You may be getting my point now.

If you are in old-school Operations, it's your job to deploy the software that Development gives you and keep it running. Only, Development doesn't understand your job, or has terribly wrong assumptions about it, so installs never go quite right. Or the software is buggy in ways that wake you up at night. Or hasn't updated the troubleshooting guide in five years, so two thirds of it have completely wrong resolutions. Or the software comes with a whole bunch of new hardware you have to integrate -- somehow, somewhere -- on a challenging deadline. Or Development can only be reached during business hours, so when something goes wrong at 2am you're improvising on no information until someone wakes up and checks email.

Unlike the previous three examples, you work with the people who are causing you pain; so you have the opportunity to stop the pain. If the organization doesn't have official feedback loops (DevOps techniques) the unofficial ones of sarcasm, belittling, quiet swearing, and low voiced rants of just how hard it is are all you have left. You are the dragon in the datacenter. Like the custodians, Animal Control Officers, and ER professionals, you bond with your peers through shared misery and a wish that the world was a better place, so you didn't have to clean up other people's messes so often.

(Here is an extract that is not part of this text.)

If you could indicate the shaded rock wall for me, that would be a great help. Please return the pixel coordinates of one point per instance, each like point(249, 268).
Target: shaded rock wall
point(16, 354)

DevOps is all about breaking down silos, getting Dev and Ops actually talking. And not just talking, getting involved in each other's processes.

  • If Operations can change the trajectory of software development to be less painful, it feels less like cleaning up other people's messes.
  • If Development has some stake in how the software is operated, Ops is more likely to encounter empathy when something goes wrong in production.

It's far from perfect, but having official ways to communicate and get effective change is far better than relying on unofficial change-management techniques based around being hard to work with.